Érase una vez un hombre que se había hecho invisible y que llegó a América. Había estado escondido tres años y medio, casi siempre en árboles, pero también en grietas, sótanos y agujeros. Y un día aquello acabó. Entraron los tanques rusos. Estuvo seis meses en un campamento de desplazados. Hizo llegar noticias suyas a un primo que vivía en América y era cerrajero. Mentalmente, practicaba una y otra vez las únicas palabras de inglés que sabía.
Knee
,
elbow
,
ear
. Al fin llegaron los papeles. Tomó un tren que lo llevó a un barco y, al cabo de una semana, llegaba al puerto de Nueva York. Era un día frío de noviembre. Apretaba en la mano un papel doblado con la dirección de la muchacha. Pasó la noche en el suelo de la habitación de su primo, sin dormir. El radiador cencerreaba y siseaba, pero él agradecía el calor. Por la mañana, su primo le explicó tres veces cómo ir a Brooklyn en metro. Él compró un ramo de rosas, pero las flores se marchitaron porque, a pesar de que su primo le había explicado tres veces lo que debía hacer, se perdió. Al fin encontró la casa. Hasta el momento en que apoyaba el dedo en el timbre no se le ocurrió pensar que quizá debería haber llamado antes. Ella abrió la puerta. Un pañuelo azul le cubría el pelo. En la casa del vecino se oía la transmisión de un partido de fútbol. Erase una vez una mujer que había sido la muchacha que subió a un barco para ir a América y estuvo vomitando todo el viaje, no porque estuviera mareada sino porque estaba embarazada. Cuando lo supo, escribió al muchacho.

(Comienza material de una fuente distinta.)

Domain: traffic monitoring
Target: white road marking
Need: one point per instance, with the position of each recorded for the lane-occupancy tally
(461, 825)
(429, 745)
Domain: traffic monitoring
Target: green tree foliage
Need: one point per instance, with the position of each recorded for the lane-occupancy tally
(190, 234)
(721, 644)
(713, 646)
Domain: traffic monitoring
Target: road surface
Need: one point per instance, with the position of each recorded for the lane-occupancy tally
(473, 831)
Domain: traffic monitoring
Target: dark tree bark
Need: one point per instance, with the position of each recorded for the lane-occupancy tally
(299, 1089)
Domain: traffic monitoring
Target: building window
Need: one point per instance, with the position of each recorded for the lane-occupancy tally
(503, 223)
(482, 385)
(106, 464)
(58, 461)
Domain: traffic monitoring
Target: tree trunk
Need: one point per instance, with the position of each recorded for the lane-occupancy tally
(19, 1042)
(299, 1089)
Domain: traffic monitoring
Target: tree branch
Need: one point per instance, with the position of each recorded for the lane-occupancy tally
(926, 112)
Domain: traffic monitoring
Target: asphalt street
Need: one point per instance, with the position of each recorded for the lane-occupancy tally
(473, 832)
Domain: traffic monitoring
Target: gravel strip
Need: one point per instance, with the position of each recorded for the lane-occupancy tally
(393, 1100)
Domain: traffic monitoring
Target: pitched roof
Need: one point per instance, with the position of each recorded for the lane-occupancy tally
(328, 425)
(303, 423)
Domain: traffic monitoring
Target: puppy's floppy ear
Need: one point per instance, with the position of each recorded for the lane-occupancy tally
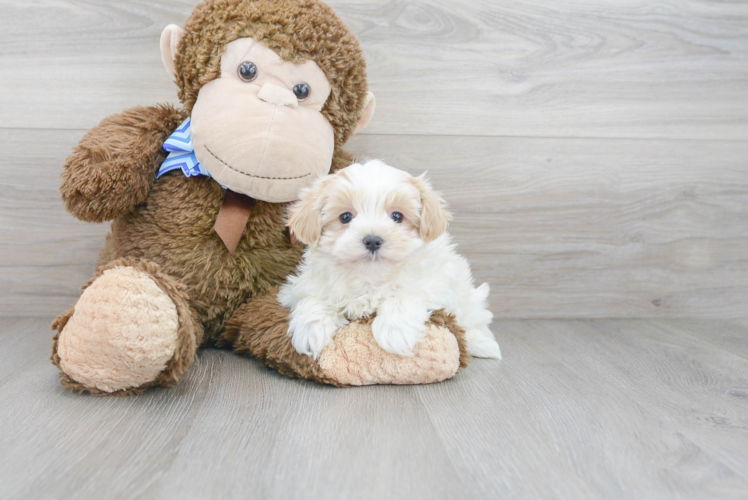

Todos los días esperaba carta de él, pero la carta no llegaba. Ella trataba de disimular el embarazo para no perder el empleo en el taller de confección donde trabajaba. Semanas antes de que naciera el niño, alguien le dijo que en Polonia mataban a los judíos. «¿Dónde?», preguntaba ella, pero nadie sabía dónde. Dejó de ir a trabajar. No podía levantarse de la cama. Al cabo de una semana, el hijo del dueño del taller fue a verla. Le llevaba comida y le puso un ramo de flores en un jarrón al lado de la cama. Cuando se enteró de que estaba embarazada, llamó a una comadrona. Nació un niño. Un día la muchacha se incorporó en la cama y vio al hijo del dueño mecer al niño al sol. Al cabo de unos meses, ella accedió a casarse con él. Dos años después, tuvo otro hijo.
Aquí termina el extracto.